Eleições 2014 Dilma Rouseef Aécio Neves Blog do MesquitaA situação política do país é desalentadora.

O ministro Joaquim Barbosa amarelou, desistiu de uma eleição em que tinha grande chance de vitória, e agora fica tirando uma onda, insinuando que pode ser candidato em 2018 e repetindo o estilo do ex-ministro Armando Falcão no regime militar: “Deus dirá…”
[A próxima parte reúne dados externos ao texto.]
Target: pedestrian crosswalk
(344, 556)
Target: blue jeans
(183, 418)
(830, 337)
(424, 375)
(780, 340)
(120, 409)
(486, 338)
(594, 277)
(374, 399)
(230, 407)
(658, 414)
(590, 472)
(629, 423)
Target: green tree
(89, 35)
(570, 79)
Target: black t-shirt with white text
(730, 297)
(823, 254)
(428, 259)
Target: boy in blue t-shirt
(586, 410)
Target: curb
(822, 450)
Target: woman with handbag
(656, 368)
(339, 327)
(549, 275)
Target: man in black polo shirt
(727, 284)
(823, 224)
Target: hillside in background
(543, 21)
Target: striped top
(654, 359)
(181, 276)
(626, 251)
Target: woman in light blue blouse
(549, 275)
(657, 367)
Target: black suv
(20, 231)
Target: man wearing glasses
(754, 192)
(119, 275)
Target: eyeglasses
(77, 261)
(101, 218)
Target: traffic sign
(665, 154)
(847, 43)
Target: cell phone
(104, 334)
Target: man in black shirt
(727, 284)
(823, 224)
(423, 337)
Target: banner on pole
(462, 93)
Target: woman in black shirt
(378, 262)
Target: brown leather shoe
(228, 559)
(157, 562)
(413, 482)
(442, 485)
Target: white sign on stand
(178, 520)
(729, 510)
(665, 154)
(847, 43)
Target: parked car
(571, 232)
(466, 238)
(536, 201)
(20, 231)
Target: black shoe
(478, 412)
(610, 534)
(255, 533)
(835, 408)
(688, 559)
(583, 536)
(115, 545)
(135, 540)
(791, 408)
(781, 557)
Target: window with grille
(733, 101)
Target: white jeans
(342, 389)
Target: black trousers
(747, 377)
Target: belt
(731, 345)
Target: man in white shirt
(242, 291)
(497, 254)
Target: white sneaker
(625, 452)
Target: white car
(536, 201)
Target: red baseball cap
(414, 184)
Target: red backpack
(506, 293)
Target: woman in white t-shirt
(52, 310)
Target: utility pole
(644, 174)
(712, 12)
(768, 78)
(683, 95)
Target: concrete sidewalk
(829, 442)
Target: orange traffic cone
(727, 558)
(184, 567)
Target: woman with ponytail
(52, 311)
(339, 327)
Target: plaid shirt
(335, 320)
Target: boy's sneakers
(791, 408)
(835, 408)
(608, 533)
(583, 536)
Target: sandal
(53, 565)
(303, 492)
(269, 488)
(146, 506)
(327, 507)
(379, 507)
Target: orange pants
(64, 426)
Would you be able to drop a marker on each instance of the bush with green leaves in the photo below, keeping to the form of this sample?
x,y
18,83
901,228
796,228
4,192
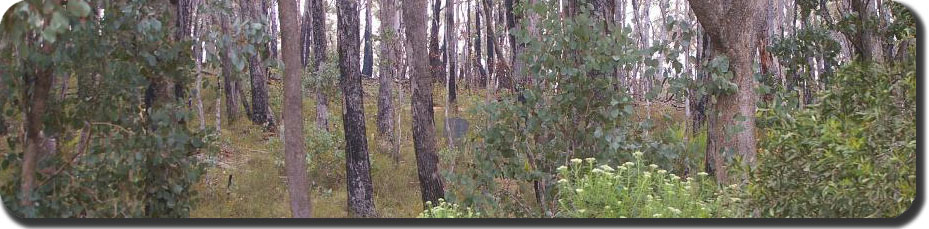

Os pré-candidatos que se apresentam são realmente de segundo time. Nenhum deles parece ser merecedor da confiança do povo. Como se dizia antigamente, “um pelo outro, eu não quero troca”.

A presidente Dilma Rousseff, por exemplo, jogou fora sua chance.

Curvou-se às imposições de Lula, deixou que o temperamento horrível a levasse por caminhos tristonhos, como dizia Ary Barroso, e vai encerrando seus quatro anos melancolicamente, em ambiente de franco pessimismo, ninguém mais sabe se será ou não candidata.

Até mesmo o presidente do PT, Rui Falcão, já expressou publicamente suas dúvidas quanto à candidatura dela (conforme este blog vinha anunciando, com absoluta exclusividade, há mais de dois anos).[ad#Retangulo – Anuncios – Direita]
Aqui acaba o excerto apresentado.